Du sexe sur la route avec un groupe régulier et docile de filles semi-attirantes en échange d’argent, voici ce que Moolah offrait. Les femmes envoyées sur ces tournées n’étaient pas avisées de cet ‘’arrangement’’ à l’avance. Elles l’apprenaient une fois sur la route. Celles qui refusaient de coucher avec les promoteurs et les lutteurs se faisaient violer.»

(traduction libre de propos rapportés dans Sisterhood of the Squared Circle: The History and Rise of Women’s Wrestling)

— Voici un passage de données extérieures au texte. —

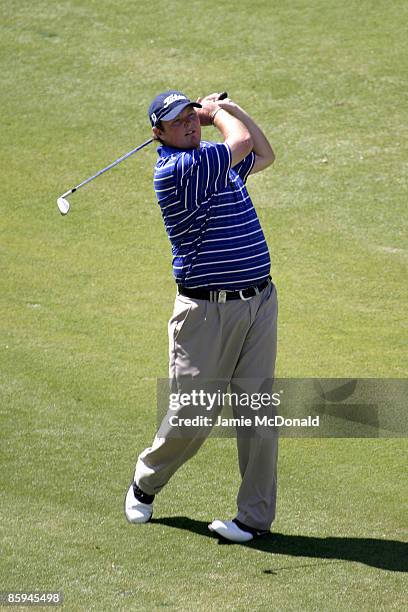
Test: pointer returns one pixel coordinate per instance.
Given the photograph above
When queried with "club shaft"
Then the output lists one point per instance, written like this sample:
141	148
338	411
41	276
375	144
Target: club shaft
112	165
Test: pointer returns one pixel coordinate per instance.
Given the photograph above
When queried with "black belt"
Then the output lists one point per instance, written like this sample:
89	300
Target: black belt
221	296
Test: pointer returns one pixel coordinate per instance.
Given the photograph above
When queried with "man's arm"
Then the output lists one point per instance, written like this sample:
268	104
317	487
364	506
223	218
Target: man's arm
264	155
235	133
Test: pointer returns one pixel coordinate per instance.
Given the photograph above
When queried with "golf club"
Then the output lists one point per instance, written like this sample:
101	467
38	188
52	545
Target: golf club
62	202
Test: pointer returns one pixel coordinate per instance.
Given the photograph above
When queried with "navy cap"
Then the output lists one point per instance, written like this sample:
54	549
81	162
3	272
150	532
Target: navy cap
168	105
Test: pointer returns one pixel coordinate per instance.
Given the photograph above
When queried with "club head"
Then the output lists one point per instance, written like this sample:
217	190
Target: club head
63	205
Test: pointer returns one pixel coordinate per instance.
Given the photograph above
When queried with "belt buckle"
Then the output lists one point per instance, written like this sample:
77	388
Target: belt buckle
222	297
241	295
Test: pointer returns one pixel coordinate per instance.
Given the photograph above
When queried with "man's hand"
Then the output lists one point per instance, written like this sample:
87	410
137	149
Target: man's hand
205	113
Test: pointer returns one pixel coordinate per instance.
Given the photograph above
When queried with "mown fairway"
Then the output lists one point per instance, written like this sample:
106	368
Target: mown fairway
85	299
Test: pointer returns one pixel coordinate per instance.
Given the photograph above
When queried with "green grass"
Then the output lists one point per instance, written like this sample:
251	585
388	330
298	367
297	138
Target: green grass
83	327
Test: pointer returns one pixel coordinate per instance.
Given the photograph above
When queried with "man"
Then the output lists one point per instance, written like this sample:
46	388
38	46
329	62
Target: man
224	320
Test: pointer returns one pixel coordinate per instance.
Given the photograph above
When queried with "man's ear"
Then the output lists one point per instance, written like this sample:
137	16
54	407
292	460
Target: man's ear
157	133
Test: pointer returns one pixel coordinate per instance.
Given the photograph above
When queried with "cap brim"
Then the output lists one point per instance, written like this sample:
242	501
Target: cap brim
176	110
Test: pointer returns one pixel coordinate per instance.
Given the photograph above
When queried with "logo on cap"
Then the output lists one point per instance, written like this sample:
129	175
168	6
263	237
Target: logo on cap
173	98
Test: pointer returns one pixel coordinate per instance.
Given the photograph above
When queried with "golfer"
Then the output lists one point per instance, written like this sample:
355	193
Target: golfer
224	320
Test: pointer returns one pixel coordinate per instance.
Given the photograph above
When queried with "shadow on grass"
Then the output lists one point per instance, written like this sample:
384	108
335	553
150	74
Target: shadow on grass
390	555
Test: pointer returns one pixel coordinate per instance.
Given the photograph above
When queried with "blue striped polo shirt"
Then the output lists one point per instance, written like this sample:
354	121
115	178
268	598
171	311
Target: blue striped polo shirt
217	240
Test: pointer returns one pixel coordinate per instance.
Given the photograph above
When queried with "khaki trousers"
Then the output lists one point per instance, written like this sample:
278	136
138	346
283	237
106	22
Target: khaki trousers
234	341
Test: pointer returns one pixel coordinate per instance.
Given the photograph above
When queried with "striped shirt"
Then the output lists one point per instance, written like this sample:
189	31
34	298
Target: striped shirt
217	240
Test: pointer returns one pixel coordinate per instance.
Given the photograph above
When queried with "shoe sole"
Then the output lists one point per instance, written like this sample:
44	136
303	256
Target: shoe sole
124	510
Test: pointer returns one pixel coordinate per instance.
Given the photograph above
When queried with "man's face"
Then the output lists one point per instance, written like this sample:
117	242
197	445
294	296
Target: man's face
183	132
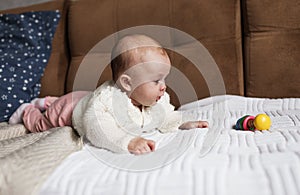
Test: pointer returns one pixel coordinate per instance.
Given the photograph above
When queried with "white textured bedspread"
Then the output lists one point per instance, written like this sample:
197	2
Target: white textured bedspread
217	160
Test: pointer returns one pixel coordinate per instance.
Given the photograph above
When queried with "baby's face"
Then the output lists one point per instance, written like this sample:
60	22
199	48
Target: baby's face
148	78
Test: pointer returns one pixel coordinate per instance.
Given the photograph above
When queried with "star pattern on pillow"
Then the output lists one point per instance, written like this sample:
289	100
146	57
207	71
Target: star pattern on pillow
25	47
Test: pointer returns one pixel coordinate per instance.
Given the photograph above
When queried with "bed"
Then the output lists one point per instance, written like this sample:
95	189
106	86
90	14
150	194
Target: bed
255	47
217	160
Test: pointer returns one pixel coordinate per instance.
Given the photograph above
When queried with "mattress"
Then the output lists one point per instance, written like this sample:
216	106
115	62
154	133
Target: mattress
216	160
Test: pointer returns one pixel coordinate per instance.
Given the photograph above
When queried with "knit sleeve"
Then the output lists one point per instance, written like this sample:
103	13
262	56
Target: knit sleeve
172	119
102	130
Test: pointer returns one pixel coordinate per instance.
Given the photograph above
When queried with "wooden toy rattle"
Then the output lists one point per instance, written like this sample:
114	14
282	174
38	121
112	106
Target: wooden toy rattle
259	122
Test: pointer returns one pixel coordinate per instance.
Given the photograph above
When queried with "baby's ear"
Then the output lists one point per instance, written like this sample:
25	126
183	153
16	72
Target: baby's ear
125	82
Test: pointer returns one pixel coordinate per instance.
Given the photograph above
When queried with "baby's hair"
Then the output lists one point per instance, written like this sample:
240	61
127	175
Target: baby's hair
129	48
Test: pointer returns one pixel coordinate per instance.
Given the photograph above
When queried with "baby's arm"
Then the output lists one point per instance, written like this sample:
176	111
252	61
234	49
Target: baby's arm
140	145
102	130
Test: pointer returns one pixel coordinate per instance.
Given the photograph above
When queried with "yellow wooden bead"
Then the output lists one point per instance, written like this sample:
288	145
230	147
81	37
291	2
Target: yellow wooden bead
262	122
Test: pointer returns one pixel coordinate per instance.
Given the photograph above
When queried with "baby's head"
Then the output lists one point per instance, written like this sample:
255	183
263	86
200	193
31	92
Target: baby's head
139	67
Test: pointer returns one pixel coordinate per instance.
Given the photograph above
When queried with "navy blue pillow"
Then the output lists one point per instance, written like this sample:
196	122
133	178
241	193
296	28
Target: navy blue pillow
25	47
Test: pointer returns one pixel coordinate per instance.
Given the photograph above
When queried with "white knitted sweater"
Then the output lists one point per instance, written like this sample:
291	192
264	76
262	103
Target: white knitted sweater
109	120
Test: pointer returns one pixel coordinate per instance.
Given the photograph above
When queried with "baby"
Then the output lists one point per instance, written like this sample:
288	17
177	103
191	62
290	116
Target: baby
117	114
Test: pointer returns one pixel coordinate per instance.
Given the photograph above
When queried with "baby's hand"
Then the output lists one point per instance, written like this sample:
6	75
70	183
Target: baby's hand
140	145
194	124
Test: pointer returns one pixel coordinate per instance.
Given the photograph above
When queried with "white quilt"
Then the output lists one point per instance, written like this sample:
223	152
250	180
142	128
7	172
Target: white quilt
217	160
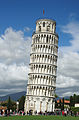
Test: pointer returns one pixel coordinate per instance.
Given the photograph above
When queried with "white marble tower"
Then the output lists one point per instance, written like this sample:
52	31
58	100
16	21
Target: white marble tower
43	66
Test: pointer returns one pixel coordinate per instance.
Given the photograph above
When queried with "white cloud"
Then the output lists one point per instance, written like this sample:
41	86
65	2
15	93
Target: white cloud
68	61
14	60
27	29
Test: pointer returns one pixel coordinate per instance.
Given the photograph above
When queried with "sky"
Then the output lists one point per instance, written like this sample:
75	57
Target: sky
17	23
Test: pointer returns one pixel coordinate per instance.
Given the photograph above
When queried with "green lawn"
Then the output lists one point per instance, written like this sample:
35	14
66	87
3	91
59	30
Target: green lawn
39	118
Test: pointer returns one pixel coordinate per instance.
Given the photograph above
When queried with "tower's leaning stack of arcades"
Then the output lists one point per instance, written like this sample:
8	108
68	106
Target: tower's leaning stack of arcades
43	66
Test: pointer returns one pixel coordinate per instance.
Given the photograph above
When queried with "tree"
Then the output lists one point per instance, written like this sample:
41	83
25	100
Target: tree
9	104
63	104
60	103
21	103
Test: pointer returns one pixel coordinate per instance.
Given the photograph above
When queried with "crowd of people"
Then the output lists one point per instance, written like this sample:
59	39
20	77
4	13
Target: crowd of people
57	112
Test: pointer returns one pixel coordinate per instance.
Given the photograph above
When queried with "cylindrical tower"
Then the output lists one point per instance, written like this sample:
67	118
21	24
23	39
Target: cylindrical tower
43	65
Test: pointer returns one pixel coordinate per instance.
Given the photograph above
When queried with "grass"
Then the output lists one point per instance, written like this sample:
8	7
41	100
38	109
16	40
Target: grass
39	118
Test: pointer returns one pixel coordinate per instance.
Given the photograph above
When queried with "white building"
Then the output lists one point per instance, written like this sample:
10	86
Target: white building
43	66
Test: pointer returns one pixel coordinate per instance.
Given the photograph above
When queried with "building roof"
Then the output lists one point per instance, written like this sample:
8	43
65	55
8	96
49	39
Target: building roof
65	101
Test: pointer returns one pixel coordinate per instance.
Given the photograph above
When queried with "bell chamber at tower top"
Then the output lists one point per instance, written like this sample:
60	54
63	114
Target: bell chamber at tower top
45	25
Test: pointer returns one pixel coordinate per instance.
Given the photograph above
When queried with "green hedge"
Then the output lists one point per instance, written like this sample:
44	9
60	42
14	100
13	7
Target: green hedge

Certaines de ses élèves continuent de prétendre que ces accusations sont fausses, mais trop de voix se sont élevé pour corroborer les dires de Banner pour qu’on n’y porte pas attention.

À quoi pense la WWE?

Pourquoi alors la WWE a-t-elle décidé d’y aller de l’avant avec le nom de Fabulous Moolah? Ce n’est pas comme si ces accusations étaient nouvelles ou même peu connues. Ça fait très longtemps que le mot circule, et quand dans l’heure qui suit une pétition est montée et que les tweets affluent, c’est évident que même les fans sont au courant. Et la décision paraît encore plus étrange dans le contexte actuel de #metoo et #TimesUp.

C’est que depuis des années, la WWE a réécrit l’histoire comme si la lutte féminine avait été bâtie par deux pionnières, The Fabulous Moolah et Mae Young. C’est incroyablement inexact, Mae Young n’a jamais été une si grande vedette, et Mildred Burke était probablement plus populaire que Moolah a son époque. Mais il reste que c’est ce que la WWE tente de nous faire croire depuis l’ère attitude, et comme Mae Young a déjà eu un tournoi à son nom l’an dernier, il restait Fabulous Moolah à honorer avec un événement majeur.

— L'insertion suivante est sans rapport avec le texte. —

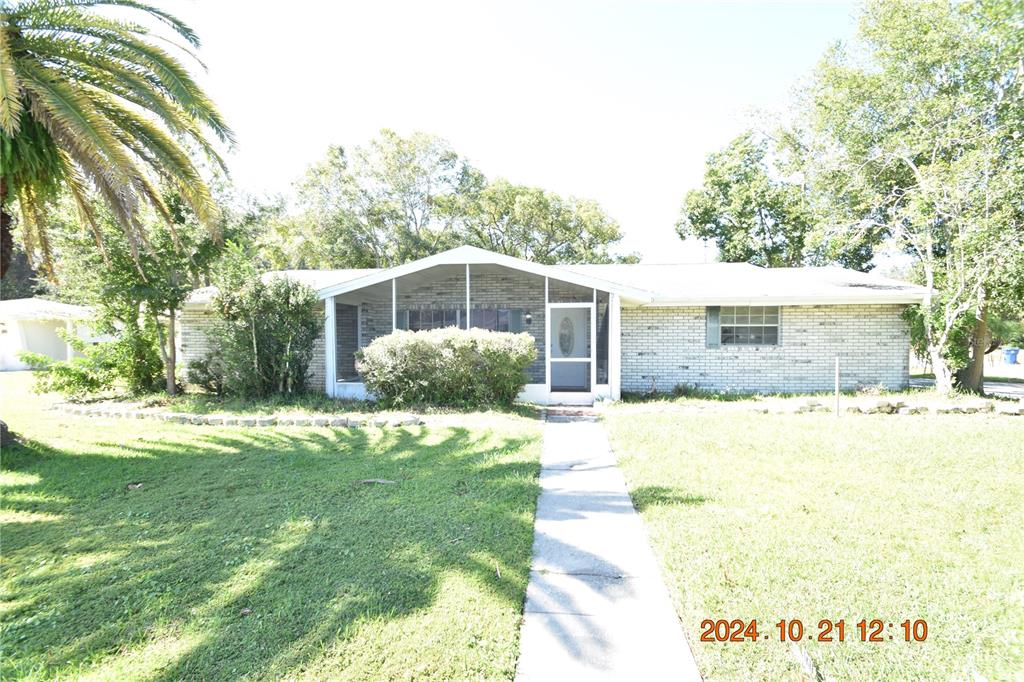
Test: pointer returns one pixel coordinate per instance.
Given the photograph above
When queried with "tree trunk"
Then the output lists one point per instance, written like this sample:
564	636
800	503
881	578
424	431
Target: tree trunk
972	377
6	231
172	358
943	375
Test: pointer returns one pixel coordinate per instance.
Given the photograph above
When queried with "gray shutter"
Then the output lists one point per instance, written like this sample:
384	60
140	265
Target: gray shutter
714	338
515	321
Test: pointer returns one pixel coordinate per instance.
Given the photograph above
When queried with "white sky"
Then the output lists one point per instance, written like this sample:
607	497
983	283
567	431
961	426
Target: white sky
616	101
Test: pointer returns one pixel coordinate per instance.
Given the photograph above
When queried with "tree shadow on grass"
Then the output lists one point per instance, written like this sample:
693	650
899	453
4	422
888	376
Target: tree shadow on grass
264	544
659	496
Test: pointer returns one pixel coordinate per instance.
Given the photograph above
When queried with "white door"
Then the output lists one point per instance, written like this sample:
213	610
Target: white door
570	340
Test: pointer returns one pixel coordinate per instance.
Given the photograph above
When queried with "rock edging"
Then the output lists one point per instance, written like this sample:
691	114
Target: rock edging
898	407
241	420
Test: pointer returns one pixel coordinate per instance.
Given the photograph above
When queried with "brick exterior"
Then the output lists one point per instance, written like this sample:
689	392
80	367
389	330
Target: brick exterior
662	347
195	343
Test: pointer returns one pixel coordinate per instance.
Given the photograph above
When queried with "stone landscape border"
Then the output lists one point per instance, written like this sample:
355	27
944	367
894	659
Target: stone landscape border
335	421
885	406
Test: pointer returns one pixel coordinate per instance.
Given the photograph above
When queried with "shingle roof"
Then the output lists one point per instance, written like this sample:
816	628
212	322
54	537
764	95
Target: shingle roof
728	283
682	284
315	279
41	308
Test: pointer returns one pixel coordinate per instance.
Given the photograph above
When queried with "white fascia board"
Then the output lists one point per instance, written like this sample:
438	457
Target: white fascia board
908	298
474	256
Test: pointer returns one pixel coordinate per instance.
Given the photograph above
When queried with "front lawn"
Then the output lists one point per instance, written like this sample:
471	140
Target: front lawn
141	550
809	517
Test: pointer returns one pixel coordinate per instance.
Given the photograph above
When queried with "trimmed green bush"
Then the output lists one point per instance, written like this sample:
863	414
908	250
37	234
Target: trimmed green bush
446	367
263	338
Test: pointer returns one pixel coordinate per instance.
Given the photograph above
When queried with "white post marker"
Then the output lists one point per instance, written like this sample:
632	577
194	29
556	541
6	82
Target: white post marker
837	385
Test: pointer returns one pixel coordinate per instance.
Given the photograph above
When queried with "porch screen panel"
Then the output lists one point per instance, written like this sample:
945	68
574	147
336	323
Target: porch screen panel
603	320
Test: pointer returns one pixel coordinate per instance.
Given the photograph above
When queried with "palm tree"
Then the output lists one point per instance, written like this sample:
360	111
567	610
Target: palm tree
92	101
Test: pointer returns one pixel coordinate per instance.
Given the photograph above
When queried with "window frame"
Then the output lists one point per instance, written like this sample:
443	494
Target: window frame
419	312
728	320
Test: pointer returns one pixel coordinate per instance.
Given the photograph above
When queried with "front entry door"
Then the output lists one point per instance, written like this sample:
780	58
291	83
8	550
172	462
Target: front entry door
570	341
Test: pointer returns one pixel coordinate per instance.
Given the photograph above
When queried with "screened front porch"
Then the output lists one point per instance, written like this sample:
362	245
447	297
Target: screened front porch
571	324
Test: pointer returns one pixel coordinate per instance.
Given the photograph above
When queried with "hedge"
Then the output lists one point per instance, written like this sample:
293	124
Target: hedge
446	367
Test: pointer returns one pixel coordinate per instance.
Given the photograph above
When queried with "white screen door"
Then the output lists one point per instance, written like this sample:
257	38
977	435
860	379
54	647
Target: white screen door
570	347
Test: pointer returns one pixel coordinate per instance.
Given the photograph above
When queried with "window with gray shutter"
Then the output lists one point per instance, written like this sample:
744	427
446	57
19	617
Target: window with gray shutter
712	314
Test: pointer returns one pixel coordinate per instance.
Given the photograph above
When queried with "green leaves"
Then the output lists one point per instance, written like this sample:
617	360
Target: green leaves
752	213
399	199
113	109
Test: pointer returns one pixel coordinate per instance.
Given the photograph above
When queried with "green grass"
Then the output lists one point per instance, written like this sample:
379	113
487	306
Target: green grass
929	375
257	553
771	517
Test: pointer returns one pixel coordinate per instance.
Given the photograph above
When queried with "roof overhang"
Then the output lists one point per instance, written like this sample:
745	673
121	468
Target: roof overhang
473	256
894	298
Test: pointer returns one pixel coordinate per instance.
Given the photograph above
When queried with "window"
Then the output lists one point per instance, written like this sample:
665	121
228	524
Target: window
429	318
750	326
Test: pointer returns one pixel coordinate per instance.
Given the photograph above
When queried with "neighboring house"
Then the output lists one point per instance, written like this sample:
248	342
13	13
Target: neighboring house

De plus, le milieu de la lutte a été, et demeure encore largement aujourd’hui, un milieu louche. La lutte, à la base, c’était une attrape de cirque ambulant pour arnaquer le monde sur les paris, et la discipline a gardé ce côté «vendeur de chars usagés» pendant longtemps, attirant les personnalités qui vont avec.

Sans aller jusqu’à des accusations aussi graves, la plupart des légendes de la WWE ont trempé dans une chose louche ou deux (ou trois, ou quatre). Il y a eu les histoires de racisme d’Hulk Hogan, les comportements homophobes d’Ultimate Warrior ou encore les accusations pour violence conjugale de Stone Cold.

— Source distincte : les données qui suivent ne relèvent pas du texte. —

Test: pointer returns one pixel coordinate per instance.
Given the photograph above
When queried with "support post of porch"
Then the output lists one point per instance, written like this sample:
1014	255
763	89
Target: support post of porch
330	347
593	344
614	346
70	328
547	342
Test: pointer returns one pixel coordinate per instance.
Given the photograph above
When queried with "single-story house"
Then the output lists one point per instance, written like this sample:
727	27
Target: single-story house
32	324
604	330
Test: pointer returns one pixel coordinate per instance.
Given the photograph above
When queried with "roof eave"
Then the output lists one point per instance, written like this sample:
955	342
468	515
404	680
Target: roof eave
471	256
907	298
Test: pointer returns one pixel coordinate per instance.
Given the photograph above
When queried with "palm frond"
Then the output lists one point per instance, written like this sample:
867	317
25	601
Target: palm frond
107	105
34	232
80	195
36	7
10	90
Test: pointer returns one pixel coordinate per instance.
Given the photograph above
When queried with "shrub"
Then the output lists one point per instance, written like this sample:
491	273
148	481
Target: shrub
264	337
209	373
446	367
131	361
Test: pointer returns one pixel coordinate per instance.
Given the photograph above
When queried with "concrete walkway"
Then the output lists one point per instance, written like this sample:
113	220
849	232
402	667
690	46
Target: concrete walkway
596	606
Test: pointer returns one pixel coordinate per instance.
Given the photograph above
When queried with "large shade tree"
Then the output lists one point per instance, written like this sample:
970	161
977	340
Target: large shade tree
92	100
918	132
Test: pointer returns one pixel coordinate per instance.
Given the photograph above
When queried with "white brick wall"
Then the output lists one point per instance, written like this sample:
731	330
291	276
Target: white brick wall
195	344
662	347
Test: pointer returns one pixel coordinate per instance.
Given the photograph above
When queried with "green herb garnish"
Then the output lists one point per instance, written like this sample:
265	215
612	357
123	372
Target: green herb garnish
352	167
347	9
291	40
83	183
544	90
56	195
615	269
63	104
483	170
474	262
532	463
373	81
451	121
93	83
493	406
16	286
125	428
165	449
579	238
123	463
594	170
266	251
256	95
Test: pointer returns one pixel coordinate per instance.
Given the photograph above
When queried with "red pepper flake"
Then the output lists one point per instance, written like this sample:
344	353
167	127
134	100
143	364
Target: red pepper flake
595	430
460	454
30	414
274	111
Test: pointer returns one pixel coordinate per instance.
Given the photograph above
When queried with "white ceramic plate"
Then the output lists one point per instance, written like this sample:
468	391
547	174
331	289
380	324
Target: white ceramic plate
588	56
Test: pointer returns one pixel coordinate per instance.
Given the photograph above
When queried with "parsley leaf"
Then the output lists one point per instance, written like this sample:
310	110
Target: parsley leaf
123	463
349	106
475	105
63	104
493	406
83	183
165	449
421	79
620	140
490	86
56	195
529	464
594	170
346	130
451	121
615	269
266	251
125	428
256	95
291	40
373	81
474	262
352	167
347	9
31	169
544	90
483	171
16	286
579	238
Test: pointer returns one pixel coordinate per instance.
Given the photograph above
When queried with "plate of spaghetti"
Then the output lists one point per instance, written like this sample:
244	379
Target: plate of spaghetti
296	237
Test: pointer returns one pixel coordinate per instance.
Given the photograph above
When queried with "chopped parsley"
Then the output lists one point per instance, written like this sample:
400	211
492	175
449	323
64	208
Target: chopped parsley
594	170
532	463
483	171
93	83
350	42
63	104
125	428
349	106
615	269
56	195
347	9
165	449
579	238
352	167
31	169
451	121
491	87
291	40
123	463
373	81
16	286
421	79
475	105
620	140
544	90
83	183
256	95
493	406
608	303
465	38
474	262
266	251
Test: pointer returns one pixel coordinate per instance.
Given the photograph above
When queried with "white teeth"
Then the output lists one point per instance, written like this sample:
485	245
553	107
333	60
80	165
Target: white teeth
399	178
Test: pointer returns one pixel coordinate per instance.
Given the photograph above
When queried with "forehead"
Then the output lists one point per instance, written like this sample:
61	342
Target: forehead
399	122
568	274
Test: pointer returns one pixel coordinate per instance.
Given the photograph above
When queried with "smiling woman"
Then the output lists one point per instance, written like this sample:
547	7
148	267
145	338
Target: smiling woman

Évidemment, on ne parle pas de méfaits du même calibre. Mais il n’en reste pas moins que dès que la WWE fait référence à ses légendes, elle est en terrain miné.

Peut-être est-il temps de se concentrer à honorer les lutteuses d’aujourd’hui, qui offrent un spectacle beaucoup plus intéressant… et qui semblent plus intéressées à se servir de leurs temps libres pour jouer au Playstation au lieu de mettre en place des réseaux de prostitution.